An agnostic is a person who feels that God's existence can neither be proved nor disproved, on the basis of current evidence.  An agnostic usually holds the question of the existence of God open, pending the arrival of more evidence.  Famous agnostics include Charles Darwin, Robert G. Ingersoll, Bertrand Russell, and Thomas H. Huxley, who invented the term agnostic in the 1840's.  He combined "a" which implies negative, with "gnostic" which is a Greek word meaning knowledge. 

       "When I reached intellectual maturity, and began to ask myself whether I was an atheist, a theist, or a pantheist; a materialist or an idealist; a Christian or a freethinker, I found that the more I learned and reflected, the less ready was the answer; until at last I came to the conclusion that I had neither art nor part with any of these denominations, except the last,” Huxley wrote.  “So I took thought, and invented what I conceived to be the appropriate title of "agnostic". It came into my head as suggestively antithetic to the "gnostic" of Church history, who professed to know so much about the very things of which I was ignorant."  Bertrand Russell was once asked what he would say to God after he died if Russell found out that he was wrong in his agnosticism.  “Lord,” he said, “you should have provided more evidence.”
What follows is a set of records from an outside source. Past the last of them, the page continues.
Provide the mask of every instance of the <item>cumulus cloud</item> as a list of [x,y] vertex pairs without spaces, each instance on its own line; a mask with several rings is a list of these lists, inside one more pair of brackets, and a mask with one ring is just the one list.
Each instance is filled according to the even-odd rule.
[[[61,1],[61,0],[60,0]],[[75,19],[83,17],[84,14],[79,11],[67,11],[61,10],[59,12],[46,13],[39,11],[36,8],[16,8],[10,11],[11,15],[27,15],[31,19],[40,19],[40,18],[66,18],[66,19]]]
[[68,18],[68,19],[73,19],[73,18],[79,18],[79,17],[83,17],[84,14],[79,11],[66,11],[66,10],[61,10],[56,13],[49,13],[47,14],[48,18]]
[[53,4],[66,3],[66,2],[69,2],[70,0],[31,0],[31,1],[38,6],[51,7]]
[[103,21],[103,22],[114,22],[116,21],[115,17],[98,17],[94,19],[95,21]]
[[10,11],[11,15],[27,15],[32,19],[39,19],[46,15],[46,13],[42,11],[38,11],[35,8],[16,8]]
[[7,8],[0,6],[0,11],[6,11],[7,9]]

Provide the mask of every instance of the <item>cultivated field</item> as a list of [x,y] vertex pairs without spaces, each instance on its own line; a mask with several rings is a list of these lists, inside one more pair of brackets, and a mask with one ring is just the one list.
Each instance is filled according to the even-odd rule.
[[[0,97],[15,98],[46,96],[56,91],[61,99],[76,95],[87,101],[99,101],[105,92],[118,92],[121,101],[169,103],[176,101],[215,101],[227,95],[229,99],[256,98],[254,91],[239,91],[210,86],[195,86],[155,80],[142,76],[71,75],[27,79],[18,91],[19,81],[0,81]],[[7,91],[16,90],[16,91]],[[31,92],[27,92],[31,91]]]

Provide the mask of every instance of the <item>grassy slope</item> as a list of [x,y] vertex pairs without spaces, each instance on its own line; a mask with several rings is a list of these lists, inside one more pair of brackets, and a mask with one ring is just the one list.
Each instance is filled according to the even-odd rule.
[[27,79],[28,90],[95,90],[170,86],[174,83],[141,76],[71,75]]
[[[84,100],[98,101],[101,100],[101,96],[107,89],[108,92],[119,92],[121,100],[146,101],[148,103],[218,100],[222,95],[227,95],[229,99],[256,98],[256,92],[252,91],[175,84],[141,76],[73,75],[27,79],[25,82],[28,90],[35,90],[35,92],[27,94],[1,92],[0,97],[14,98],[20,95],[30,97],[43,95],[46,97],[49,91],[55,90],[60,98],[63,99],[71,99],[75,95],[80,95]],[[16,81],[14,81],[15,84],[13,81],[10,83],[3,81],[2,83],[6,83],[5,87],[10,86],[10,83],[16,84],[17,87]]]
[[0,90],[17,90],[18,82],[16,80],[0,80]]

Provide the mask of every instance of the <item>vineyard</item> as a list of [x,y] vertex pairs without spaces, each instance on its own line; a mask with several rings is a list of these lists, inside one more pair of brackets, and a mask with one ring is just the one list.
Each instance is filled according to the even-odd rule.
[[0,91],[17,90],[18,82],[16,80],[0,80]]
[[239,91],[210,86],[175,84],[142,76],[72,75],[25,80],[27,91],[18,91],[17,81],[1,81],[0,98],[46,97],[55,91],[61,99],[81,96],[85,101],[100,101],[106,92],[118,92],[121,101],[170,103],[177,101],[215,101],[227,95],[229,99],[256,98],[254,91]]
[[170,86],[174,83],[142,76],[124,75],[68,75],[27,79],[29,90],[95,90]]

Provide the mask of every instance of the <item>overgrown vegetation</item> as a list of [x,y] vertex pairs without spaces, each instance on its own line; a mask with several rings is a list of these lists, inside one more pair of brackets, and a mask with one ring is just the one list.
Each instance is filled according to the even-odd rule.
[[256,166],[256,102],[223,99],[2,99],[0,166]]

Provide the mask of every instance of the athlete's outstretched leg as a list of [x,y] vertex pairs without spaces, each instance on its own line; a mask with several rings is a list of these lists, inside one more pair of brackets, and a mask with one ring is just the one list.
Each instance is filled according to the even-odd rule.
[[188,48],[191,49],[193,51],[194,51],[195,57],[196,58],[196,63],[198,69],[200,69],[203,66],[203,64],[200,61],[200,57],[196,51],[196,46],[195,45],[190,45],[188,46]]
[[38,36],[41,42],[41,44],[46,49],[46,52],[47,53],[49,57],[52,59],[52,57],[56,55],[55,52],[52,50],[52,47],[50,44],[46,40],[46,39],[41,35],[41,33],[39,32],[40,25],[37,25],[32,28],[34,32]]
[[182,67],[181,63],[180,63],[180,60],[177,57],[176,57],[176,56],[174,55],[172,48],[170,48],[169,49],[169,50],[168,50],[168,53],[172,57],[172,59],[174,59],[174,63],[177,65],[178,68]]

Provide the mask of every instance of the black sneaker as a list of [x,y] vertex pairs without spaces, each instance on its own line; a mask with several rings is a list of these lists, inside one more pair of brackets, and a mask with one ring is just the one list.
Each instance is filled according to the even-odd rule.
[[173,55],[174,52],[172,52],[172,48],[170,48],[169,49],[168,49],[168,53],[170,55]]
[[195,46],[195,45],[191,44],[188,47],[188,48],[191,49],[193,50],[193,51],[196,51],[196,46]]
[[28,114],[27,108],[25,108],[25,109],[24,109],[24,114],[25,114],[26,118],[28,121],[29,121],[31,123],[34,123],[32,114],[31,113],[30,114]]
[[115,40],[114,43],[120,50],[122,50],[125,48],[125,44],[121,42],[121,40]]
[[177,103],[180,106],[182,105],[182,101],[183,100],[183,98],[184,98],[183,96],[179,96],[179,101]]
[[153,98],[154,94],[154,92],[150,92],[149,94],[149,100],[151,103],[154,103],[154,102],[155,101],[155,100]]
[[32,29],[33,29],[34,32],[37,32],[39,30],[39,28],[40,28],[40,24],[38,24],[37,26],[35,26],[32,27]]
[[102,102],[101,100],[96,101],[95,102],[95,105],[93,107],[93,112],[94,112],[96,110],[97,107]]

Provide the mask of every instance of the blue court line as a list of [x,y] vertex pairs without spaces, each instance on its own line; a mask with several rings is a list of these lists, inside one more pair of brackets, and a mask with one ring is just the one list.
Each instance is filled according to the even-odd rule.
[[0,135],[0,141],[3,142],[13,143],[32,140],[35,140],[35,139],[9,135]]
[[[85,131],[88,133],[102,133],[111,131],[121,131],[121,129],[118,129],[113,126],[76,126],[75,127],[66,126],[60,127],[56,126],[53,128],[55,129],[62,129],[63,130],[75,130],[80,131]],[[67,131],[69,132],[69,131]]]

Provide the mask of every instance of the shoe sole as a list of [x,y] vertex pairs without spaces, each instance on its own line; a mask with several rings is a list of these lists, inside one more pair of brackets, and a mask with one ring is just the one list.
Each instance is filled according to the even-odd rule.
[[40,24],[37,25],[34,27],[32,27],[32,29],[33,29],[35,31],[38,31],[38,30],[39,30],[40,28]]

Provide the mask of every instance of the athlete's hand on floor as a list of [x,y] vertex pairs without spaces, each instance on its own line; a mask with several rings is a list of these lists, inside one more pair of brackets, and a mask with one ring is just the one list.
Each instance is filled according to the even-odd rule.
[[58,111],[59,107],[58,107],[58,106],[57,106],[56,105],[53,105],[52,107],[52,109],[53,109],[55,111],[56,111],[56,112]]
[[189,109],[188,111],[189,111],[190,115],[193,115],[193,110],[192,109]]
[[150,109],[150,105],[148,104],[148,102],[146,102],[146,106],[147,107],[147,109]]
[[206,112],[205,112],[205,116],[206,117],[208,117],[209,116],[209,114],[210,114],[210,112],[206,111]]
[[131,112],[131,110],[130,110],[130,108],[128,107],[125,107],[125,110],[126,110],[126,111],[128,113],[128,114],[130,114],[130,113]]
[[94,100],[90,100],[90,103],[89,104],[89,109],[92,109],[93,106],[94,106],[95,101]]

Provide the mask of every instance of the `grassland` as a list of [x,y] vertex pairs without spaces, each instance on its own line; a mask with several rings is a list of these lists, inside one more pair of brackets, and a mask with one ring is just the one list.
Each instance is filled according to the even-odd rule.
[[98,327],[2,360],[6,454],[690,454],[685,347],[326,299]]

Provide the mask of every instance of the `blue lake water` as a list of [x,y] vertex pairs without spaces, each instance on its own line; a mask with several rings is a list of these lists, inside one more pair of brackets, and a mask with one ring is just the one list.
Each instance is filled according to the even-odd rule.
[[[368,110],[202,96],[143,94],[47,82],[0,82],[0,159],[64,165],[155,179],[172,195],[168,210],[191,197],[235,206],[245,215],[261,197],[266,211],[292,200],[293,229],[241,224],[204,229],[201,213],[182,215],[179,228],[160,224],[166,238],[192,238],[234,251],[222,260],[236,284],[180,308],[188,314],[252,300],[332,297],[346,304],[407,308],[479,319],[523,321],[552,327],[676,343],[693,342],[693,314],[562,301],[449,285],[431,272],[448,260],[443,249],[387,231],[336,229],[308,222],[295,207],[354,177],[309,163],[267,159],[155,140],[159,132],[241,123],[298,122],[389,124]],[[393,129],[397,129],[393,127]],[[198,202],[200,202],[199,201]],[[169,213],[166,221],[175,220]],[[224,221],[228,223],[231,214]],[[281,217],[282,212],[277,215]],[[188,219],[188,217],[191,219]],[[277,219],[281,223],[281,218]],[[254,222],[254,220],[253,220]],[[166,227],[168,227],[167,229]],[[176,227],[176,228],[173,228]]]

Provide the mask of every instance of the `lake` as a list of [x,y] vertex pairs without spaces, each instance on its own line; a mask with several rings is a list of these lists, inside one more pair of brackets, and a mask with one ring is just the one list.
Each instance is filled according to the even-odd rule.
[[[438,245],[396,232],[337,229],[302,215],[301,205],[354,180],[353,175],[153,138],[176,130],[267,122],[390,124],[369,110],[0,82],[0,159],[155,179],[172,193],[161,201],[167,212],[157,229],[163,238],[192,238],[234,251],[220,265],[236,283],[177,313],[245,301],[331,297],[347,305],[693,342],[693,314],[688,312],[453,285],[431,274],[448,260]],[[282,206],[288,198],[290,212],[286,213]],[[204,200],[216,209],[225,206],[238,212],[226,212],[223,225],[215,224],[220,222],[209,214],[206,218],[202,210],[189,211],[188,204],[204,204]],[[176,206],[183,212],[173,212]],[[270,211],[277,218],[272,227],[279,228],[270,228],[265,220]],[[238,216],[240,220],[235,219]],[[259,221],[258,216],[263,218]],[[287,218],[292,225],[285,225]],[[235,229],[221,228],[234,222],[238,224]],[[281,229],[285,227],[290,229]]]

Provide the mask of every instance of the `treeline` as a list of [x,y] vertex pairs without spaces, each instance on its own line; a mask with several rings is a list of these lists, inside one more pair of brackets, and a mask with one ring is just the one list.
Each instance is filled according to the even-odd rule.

           The attractiveness of agnosticism is that it eschews the dogmatism of atheism. Atheists, unlike agnostics, can be as unyielding as any washed-in-the-blood-of the lamb believer.  They use reason to demolish a structure that is not built on reason.  “Logic,” Elbert Hubbard said, “is an instrument for bolstering a prejudice.”   To the atheist who is quite sure what he does not know and the fundamentalist who is quite sure what he does know, I would agree with the agnostic that there is a vast middle ground of uncertainty.  On the other hand, agnosticism embraces an intellectual fuzziness that insists that we should disclaim belief in God the absence of proof or evidence.  This, as a presupposition, has no more or less standing than a theistic presupposition.  It furthermore embraces other self-limiting empiricist presuppositions.  It isn’t clear why God’s existence needs to be either proved or disproved and what would constitute sufficient proof or evidence, especially in light of the universality of theistic beliefs.  I reject agnosticism for the same reason that I reject atheism.  Both views the world through the lens of logic and logical positivism, verifiability, and materialism, and because of this, I think it is the mechanics who are the mystics, it is the logicians who are the lotus-eaters, for it is they who shut countless doors to countless worlds.